Interesting point. I do not think it is that necessary as most models being used are quite bulky but it is something to consider. Almost anything that speeds up games is welcome.
Maybe would be interesting to promote a standardization of bases, now that 3d printing is throwing the little standardization we had completely out of the window, with each person with its own bases and scale in miniatures (i have been seeing this last two years several persons with 40x40 bases for infantry and from 5 to 11mm scale printed miniatures).
IJW Wartrader wrote:
*As a minor tangent, Dave is entirely correct that the EA default if you don't agree on something else is that you measure from model to model, but this includes measuring to individual infantry models on bases and is very much something to discuss during the five minute warm-up. For what it's worth, I've never come across anyone who wants to measure to the nearest infantry model instead of their bases, and if vehicles are based I find it more consistent to use their bases too.

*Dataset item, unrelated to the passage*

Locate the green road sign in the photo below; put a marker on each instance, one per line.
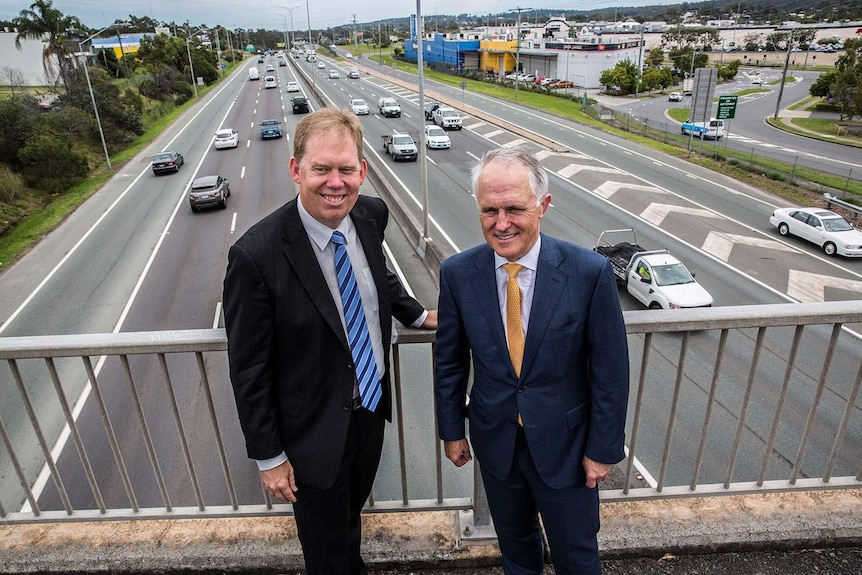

In practical terms the trade-off is much like it is for infantry on different size bases - you can spread the formation out a bit further if vehicles are on bases, but at the cost of being less able to manoeuvre through terrain gaps and occasionally struggling to get as many units into base contact or into firefight range.
Or having to use more movement for going around corners, having it easier going back to the Blitz, having a bigger effective ZOC area, having it harder to withdraw further enough from the enemy, or having more issues at putting lots at 10-15 range for FF or clipping, specially if the adversary is smart and has limited approaching room with support formations. I know of people where the bases spread around half a cm out of the LV-AV so that tends to be more noticeable, as those five millimeters usually mean the unit cover double the area.
It doesn't pose an advantage but changes how the units are used. It's just different.
About the measuring, to not complicate things we measure from the base on INF, Dreadnoughts and Titans (those huge bases) units and from the model on the rest not counting weapons, wings, antennas and the like.